As with most things, I’d guess the answer is a mix. But, if of culture, what? There is a tradition of Biblical numerology, but hardly widespread enough to make the substantial effects. Is it to do with the discipline of learning Hebrew, maybe just discipline, or perhaps is it that mathematics is one of the fields where there has been less prejudice in academic appointments3.
I have just read a paper, “Disembodying Cognition” by Anjan Chatterjee, that may shed a little light on this. The paper is an excellent overview of current neuroscience research on embodiment and also its limits (hence ‘disembodying’). One positive embodiment result related to representations of actions, such as someone kicking a ball, which are often depicted with the agent on the left and the acted upon object on the right. However, when these experiments are repeated for Arab participants, the direction effects are reversed (p.102). Chaterjee surmises that this is due to the right-to-left reading direction in Arabic.

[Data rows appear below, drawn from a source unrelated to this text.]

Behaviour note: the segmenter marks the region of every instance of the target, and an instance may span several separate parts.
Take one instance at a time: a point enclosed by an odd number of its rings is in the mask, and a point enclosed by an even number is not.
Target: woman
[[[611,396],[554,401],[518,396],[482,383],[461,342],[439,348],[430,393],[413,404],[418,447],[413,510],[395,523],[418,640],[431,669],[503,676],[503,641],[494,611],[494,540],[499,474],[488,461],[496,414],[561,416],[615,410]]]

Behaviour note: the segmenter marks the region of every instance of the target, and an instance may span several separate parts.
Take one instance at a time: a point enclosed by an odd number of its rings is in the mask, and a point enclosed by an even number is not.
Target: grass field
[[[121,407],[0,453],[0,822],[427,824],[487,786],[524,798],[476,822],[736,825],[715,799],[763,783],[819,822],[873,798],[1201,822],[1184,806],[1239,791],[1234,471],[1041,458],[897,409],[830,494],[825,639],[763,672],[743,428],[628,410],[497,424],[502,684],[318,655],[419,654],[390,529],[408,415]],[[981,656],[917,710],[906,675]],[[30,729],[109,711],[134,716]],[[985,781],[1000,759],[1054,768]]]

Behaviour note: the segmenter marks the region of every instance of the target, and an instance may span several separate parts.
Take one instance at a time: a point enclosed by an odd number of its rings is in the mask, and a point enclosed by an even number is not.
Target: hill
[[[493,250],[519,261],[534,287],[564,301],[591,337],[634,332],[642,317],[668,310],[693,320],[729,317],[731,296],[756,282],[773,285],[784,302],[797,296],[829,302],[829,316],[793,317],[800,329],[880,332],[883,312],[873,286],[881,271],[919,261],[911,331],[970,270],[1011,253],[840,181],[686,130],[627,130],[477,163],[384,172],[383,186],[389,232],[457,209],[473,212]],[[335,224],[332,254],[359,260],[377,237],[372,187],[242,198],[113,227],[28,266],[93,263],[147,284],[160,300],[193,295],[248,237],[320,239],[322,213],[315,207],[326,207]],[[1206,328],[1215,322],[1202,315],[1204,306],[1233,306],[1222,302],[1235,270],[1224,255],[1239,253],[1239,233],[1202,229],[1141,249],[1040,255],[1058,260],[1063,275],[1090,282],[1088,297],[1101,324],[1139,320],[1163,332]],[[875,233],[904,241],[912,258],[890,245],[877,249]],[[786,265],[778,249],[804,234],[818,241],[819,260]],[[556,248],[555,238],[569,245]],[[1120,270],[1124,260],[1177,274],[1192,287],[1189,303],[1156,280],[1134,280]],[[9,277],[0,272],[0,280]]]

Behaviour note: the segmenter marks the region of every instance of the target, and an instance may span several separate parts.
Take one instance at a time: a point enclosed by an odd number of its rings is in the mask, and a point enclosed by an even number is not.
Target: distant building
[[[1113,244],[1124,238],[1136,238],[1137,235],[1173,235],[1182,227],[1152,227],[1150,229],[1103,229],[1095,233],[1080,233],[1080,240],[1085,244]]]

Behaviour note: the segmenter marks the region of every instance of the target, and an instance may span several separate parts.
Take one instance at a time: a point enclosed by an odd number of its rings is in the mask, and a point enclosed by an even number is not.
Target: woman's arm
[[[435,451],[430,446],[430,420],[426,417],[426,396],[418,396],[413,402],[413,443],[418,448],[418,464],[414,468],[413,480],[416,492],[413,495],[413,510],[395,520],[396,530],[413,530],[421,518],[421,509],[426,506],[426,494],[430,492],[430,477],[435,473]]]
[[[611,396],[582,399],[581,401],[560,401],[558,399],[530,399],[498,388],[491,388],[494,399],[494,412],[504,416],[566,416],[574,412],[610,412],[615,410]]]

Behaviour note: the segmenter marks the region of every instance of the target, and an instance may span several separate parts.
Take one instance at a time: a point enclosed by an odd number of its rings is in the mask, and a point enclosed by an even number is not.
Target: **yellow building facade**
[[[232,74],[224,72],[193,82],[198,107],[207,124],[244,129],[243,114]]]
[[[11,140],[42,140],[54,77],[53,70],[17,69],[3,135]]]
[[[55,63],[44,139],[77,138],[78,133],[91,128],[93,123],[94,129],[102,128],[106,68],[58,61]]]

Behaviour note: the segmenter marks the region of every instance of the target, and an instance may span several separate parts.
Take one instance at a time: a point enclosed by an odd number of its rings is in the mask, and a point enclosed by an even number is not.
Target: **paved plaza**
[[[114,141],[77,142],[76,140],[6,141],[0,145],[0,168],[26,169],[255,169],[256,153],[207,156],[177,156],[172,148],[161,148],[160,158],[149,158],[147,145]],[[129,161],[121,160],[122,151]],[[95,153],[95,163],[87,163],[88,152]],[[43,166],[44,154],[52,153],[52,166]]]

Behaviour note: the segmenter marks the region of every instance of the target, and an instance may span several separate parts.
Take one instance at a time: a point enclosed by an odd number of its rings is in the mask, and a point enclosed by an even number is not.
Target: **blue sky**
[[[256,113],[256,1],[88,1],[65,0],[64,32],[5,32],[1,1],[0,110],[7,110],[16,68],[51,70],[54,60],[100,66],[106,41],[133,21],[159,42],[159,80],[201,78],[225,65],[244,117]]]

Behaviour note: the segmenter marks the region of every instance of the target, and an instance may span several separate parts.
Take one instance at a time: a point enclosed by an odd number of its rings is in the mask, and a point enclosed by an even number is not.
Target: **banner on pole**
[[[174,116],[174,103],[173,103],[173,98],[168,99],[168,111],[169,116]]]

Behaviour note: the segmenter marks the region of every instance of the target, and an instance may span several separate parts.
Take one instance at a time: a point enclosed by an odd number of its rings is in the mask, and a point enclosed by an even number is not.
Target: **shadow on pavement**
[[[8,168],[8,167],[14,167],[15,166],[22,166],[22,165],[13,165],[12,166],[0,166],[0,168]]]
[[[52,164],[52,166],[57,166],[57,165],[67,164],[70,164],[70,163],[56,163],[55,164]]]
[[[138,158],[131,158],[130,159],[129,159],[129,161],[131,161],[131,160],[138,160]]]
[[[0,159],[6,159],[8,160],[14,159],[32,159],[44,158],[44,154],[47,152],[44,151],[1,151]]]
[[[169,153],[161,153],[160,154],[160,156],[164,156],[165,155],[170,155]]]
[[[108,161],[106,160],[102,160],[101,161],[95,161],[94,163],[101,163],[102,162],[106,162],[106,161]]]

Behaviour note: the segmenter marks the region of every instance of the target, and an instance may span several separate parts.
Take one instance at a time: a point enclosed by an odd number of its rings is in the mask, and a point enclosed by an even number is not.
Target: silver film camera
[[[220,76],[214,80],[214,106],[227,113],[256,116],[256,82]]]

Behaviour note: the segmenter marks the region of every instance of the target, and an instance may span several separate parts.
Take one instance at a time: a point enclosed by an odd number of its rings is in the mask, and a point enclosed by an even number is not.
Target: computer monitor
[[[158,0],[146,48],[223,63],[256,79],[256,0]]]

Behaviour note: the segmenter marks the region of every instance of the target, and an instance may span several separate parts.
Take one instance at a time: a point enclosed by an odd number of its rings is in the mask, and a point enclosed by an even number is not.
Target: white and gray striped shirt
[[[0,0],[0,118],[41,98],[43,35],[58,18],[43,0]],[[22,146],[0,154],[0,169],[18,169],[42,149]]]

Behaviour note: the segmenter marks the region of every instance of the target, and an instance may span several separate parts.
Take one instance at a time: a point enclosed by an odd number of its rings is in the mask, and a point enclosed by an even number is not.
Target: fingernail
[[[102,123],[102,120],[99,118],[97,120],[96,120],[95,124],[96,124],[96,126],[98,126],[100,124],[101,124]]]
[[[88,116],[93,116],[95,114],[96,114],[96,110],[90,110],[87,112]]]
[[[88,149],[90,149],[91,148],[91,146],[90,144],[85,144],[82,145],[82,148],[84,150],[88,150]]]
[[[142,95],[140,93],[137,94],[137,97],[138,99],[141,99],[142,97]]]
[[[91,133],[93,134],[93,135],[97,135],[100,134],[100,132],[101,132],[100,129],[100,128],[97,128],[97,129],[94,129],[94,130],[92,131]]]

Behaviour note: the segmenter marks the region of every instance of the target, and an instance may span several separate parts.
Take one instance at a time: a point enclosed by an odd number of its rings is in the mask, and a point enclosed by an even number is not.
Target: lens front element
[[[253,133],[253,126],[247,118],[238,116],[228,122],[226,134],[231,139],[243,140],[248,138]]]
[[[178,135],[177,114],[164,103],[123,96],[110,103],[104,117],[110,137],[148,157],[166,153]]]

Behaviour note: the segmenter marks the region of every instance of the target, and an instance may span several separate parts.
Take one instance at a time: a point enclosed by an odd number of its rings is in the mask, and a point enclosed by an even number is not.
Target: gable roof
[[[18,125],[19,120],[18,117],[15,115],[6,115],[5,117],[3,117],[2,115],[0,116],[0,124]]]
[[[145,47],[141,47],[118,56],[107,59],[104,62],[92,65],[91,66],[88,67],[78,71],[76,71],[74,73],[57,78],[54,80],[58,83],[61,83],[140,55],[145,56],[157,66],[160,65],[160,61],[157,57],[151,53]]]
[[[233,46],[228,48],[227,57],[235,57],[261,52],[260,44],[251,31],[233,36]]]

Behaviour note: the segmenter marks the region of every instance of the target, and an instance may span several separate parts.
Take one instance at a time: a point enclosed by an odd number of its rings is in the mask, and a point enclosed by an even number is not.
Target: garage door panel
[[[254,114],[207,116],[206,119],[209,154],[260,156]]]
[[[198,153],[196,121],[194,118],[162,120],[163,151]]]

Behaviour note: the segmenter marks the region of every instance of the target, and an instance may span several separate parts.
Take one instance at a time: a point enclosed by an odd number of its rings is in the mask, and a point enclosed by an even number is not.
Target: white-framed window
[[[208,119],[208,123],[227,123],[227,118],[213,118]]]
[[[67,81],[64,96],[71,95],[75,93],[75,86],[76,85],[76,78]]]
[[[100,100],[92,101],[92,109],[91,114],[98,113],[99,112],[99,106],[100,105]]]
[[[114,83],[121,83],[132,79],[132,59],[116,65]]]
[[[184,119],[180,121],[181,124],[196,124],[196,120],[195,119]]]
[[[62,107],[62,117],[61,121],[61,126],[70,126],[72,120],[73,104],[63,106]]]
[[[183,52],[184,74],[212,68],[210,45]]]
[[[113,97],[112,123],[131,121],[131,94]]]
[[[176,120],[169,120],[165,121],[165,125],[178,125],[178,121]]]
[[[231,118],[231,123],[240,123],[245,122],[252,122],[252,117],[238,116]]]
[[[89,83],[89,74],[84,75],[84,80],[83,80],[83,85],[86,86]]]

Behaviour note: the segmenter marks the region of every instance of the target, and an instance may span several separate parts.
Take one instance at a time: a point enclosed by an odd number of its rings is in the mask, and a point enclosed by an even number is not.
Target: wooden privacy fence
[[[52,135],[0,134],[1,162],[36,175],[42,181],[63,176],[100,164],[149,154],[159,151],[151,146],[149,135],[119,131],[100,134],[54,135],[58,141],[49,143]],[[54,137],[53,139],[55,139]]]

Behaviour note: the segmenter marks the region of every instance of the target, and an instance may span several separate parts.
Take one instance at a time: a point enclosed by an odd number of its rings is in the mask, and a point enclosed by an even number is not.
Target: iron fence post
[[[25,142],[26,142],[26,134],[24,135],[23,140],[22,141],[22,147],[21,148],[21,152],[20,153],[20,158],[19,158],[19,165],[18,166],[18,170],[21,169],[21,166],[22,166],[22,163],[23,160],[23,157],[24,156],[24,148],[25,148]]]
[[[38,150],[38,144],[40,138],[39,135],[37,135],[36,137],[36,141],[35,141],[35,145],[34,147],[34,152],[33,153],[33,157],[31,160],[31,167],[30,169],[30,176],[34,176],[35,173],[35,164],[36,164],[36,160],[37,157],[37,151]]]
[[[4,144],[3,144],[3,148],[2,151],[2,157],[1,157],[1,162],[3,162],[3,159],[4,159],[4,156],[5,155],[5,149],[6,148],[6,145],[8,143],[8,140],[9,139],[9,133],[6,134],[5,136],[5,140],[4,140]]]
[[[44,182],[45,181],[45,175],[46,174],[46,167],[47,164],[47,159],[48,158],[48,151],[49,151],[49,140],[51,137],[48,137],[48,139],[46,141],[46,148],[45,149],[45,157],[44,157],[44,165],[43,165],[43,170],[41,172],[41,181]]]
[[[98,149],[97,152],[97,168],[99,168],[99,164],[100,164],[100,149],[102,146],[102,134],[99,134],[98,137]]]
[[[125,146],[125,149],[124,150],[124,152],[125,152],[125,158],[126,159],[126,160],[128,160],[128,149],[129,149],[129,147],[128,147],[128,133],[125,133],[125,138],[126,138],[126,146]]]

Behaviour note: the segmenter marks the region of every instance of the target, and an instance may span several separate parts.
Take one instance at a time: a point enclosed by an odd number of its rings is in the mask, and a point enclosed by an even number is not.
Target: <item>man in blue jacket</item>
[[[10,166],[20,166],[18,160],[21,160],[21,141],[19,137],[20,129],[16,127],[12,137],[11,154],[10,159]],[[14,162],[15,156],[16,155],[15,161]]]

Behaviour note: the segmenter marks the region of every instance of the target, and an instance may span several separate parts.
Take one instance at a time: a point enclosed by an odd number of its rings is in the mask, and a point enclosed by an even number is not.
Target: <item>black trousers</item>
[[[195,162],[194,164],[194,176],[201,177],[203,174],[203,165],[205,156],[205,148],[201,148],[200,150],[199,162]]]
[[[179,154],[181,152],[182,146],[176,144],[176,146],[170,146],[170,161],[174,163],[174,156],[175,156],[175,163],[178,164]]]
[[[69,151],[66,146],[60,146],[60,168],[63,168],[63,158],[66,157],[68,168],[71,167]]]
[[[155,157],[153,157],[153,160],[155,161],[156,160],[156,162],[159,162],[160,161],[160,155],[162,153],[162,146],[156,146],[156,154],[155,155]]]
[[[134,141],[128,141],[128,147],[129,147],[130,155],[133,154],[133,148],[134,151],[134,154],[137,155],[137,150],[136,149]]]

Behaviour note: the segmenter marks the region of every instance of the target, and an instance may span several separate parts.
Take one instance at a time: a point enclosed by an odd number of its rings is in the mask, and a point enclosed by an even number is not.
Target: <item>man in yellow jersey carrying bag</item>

In mathematics an equation is strictly symmetrical, simply stating that two thinsg are equal. However, we typically see equations such as:
y = 3x + 7
where the declarative reading may well be:
y is the same as “3x + 7″
but the more procedural ‘arithmatic’ reading is:
take x, multiple by three, add seven and this gives y
In programming languages this is of course the normal semantics … and can give rise to confusion in statements such as:
x = x + 1
This is both confusing if read as an equation (why some programming languages have := read as “becomes equal to”), but also conflicts with the left-to-right reading of English and European languages.
COBOL which was designed for business use, used English-like syntax, which did read left to right:
ADD Tiree-Total TO Coll-Total GIVING Overall-Total.
Returning to Jewish mathematicians, does the right-to-left reading of Hebrew help in early understanding of algebra? But if so then surely there should be many more contemporary Arab mathematicians also. This is clearly not the full story, but maybe it is one contributory factor.
And, at the risk of confusing all of us brought up with the ‘conventional’ way of writing equations, would it be easier for English-speaking children if they were introduced to the mathematically equivalent, but linguistically more comprehensible:
3x + 7 = y
- Although they did have to ‘forget’ while they were there otherwise they would have starved on the all-pork cuisine [back]
- Source jews.org “Jews in Mathematics“. [back]
- The Russians did not send a team to the IMO in 1978. There were three explanations of this (i) because it was in Romania, (ii) because the Romanians had invited a Chinese team and (iii), because the Russian national mathematical Olympiad had also produced an all Jewish team and the major Moscow university that always admitted the team did not want that many Jewish students. Whether the last explanation is true or not, it certainly is consonant with the levels of explicit discrimination in the USSR at the time. [back]